A new study has found that the new ChatGPT artificial intelligence (AI) system can score at or around the approximately 60% passing threshold for the US Medical Licensing Exam (USMLE), with responses that make coherent, internal sense and contain frequent insights. It still can’t replace doctors though.
The relatively high success rate on the exam achieved by AI, just published in the open-access journal PLOS Digital Health by Tiffany Kung, Victor Tseng and colleagues at AnsibleHealth, is entitled “Performance of ChatGPT on USMLE: Potential for AI-assisted medical education using large language models.”
ChatGPT (Chat Generative Pre-trained Transformer) is known as a large-language model (LLM) and was designed to generate human-like writing by predicting upcoming word sequences. Unlike most chatbots, ChatGPT, which was launched as a prototype last November, can’t search the Internet. It generates text using word relationships predicted by its internal processes.
“The ability to build highly accurate classification models rapidly and regardless of input data type (like images, text and audio) has enabled widespread adoption of applications such as automated tagging of objects and users in photographs, near-human-level text translation, automated scanning in bank ATMs and even the generation of image captions,” they wrote. “While these technologies have made significant impacts across many industries, applications in clinical care remain limited.”
A shortage of structured, machine-readable data
They explained that the proliferation of clinical free-text fields combined with a lack of general interoperability between health IT systems contributes to a shortage of structured, machine-readable data required for the development of deep learning algorithms.
“Even when algorithms applicable to clinical care are developed, their quality tends to be highly variable, with many failing to generalize across settings due to limited technical, statistical and conceptual reproducibility,” the study said.
As a result, the overwhelming majority of successful healthcare applications currently support back-office functions ranging from payment operations, automated prior authorization processing and management of supply chains and cybersecurity threats. “With rare exceptions – even in medical imaging – there are relatively few applications of AI directly used in widespread clinical care today.”
The great promise of AI systems
AI systems today hold great promise to improve medical care and health outcomes, they wrote. “As such, it is crucial to ensure that the development of clinical AI is guided by the principles of trust and explainability. Measuring AI medical knowledge in comparison to that of expert human clinicians is a critical first step in evaluating these qualities.”
Kung and colleagues tested ChatGPT’s performance on the USMLE, a highly standardized and regulated series of three exams (Steps 1, 2CK and 3) required for an American medical license. Taken by medical students and physicians-in-training, the USMLE assesses knowledge spanning most medical disciplines ranging from biochemistry to diagnostic reasoning to bioethics. After screening to remove image-based questions, the authors tested the software on 350 of the 376 public questions available from the June 2022 USMLE release.
After indeterminate responses were removed, ChatGPT scored between 52.4% and 75.0% across the three USMLE exams. The passing threshold each year is approximately 60%. ChatGPT also demonstrated 94.6% concordance across all its responses and produced at least one significant insight (something that was new, non-obvious and clinically valid) for 88.9% of its responses.

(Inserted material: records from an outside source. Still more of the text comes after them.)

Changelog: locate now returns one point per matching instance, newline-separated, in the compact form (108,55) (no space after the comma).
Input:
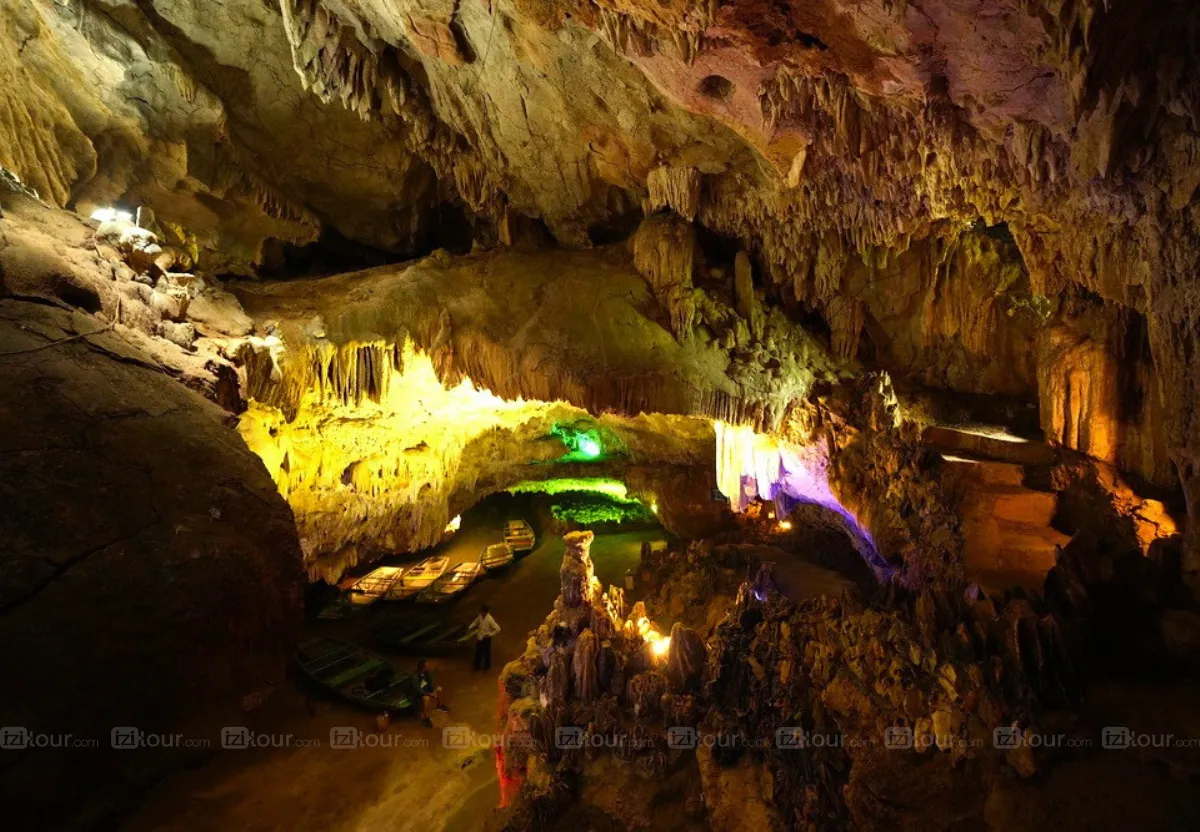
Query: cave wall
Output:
(151,572)
(858,153)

Notably, ChatGPT exceeded the performance of PubMedGPT, a counterpart model trained exclusively on biomedical domain literature, which scored 50.8% on an older dataset of USMLE-style questions.
While the relatively small input size restricted the depth and range of analyses, the authors note their findings provide a glimpse of ChatGPT’s potential to enhance medical education, and eventually, clinical practice. For example, they said, clinicians at AnsibleHealth already use ChatGPT to rewrite jargon-heavy reports for easier patient comprehension.

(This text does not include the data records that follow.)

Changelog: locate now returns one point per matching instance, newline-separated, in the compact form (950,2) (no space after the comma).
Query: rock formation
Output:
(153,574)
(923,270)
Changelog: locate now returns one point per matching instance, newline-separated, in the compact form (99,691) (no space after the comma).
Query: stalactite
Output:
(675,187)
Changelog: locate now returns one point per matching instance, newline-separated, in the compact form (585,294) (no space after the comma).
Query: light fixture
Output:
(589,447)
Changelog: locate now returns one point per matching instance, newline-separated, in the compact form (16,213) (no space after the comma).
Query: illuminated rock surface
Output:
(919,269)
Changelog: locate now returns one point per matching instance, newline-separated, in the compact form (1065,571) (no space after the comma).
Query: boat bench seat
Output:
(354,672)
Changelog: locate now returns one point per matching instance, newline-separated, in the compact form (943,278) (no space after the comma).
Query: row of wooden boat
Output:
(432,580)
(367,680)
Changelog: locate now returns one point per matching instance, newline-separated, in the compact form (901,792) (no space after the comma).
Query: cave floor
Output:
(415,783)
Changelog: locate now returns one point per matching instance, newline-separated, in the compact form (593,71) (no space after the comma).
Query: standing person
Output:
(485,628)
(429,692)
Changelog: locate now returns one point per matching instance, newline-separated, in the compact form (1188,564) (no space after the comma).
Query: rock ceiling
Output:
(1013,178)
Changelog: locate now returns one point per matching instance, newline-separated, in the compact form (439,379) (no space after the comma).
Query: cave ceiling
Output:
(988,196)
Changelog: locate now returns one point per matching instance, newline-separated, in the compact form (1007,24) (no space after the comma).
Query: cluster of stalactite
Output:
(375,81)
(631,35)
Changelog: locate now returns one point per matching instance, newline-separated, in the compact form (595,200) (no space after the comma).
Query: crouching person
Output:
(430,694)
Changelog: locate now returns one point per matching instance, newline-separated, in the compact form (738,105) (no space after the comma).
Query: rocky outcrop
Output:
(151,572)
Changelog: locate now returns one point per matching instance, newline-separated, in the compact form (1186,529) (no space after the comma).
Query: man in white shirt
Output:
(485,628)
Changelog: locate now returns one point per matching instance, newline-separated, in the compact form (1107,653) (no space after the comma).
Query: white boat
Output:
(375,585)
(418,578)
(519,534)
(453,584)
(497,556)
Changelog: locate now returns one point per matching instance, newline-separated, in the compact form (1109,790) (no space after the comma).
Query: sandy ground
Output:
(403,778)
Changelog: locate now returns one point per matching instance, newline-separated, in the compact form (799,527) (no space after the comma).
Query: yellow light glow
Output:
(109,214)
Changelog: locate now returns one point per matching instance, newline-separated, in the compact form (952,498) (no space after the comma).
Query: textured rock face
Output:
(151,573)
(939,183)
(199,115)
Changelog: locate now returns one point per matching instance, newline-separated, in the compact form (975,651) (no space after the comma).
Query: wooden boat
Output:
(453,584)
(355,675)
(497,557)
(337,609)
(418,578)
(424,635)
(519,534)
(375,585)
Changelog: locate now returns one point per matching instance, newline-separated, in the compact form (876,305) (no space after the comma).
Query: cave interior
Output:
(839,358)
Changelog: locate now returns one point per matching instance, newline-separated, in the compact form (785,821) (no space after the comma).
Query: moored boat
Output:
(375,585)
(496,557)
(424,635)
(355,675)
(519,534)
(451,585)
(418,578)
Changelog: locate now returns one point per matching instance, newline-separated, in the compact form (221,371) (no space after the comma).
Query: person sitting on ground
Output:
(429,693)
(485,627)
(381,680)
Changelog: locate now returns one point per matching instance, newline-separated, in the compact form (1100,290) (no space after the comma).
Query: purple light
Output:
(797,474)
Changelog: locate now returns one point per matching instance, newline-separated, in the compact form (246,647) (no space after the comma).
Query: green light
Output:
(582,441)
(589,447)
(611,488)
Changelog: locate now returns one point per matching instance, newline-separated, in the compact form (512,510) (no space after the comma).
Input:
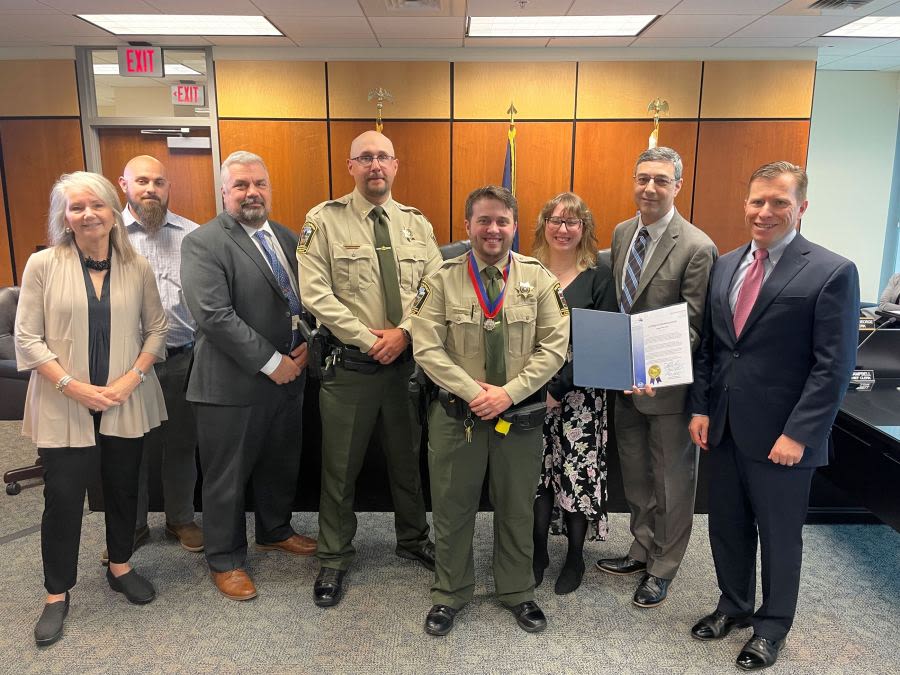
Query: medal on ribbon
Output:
(488,308)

“Reaching the passing score for this notoriously difficult expert exam, and doing so without any human reinforcement, marks a notable milestone in clinical AI maturation,” the authors noted.
Kung concluded that the chatbot’s role in this research went beyond being the study subject. “ChatGPT contributed substantially to the writing of our manuscript. We interacted with ChatGPT much like a colleague, asking it to synthesize, simplify and offer counterpoints to drafts in progress,” they wrote. “All of the co-authors valued ChatGPT’s input.”